Let’s say we are creating word embeddings to help us crack something in NLP. The words in an embedding are usually given random keys(WordIDs) irrespective of the parts-of-speech. Would the network converge faster if all the similar words with similar parts-of-speech were clubbed together?
The reason for asking this question stems from the fact that we are basically doing a lot of vector and matrix operations which (crudely saying) tries to maximize the probability for a certain word to come next. Add to that the fact that we are mostly using the frequent words in the embeddings and removing the rare words. This way we can help the network find the correct spectrum of WordIDs to look into when predicting the next word.

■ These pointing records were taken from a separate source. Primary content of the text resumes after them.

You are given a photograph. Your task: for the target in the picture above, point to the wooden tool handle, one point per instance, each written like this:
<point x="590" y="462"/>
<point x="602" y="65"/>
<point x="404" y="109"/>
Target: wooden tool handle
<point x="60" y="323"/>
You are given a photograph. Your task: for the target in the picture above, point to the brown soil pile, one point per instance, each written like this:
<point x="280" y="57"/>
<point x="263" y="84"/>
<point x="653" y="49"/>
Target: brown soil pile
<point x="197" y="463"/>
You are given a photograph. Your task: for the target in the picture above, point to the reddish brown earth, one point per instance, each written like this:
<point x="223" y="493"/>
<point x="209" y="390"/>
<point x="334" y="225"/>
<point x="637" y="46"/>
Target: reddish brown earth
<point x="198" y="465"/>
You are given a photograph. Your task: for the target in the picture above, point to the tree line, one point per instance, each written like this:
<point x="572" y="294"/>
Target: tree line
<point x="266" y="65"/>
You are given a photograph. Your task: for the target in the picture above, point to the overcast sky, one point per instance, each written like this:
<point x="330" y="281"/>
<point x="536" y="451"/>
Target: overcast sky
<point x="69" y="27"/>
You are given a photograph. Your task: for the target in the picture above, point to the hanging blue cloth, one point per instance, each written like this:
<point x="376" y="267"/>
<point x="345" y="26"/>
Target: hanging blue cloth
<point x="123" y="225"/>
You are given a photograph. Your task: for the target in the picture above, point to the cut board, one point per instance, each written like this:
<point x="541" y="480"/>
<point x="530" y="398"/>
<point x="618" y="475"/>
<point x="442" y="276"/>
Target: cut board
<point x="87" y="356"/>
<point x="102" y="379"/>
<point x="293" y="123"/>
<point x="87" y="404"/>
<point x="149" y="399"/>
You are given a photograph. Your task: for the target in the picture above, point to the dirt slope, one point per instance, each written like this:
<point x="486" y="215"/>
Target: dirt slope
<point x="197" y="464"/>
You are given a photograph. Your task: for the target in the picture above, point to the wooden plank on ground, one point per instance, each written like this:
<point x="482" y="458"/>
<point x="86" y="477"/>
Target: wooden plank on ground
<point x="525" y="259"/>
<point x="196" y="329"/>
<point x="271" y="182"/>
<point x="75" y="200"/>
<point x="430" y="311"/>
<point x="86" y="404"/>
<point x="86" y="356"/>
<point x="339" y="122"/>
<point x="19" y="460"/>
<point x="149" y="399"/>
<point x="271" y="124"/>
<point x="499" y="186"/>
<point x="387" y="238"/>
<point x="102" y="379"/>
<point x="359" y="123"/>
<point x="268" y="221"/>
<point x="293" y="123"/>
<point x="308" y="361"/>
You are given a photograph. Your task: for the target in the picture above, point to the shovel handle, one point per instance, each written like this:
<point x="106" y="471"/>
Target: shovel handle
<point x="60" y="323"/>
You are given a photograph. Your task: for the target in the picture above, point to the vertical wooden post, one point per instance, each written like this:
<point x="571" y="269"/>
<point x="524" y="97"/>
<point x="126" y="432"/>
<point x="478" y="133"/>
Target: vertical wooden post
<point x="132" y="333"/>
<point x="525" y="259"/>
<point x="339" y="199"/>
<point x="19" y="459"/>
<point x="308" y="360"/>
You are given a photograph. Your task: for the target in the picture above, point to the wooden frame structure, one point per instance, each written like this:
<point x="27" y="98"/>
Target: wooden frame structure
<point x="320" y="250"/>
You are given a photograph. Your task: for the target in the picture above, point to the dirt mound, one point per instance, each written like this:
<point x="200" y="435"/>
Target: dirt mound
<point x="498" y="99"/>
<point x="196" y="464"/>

I understand that a certain word could have multiple parts-of-speech tags (across different texts), but I would like to suggest having multiple WordIDs for such words to take care of the inherent grammar constraints in natural language. Even in most of the work around Neural Machine Translation, we usually find that all word forms (with the same origin/root) would have different WordIDs anyway (e.g. word_origin = “swim” and verb_forms = [“swim” ,“swimming”, “swam”, “swims”]; all the verb forms are unique in this case).
Any advice/intuition/proof if this was ever (or could be) observed? If yes, could this be a best practice?
My guess is that it should help the network converge faster but will increase the embedding dictionary size. Looking for a constructive discussion on this .
Additionally, should we sort the dictionary alphabetically?
Please let me know if this makes sense or if I should rephrase any parts.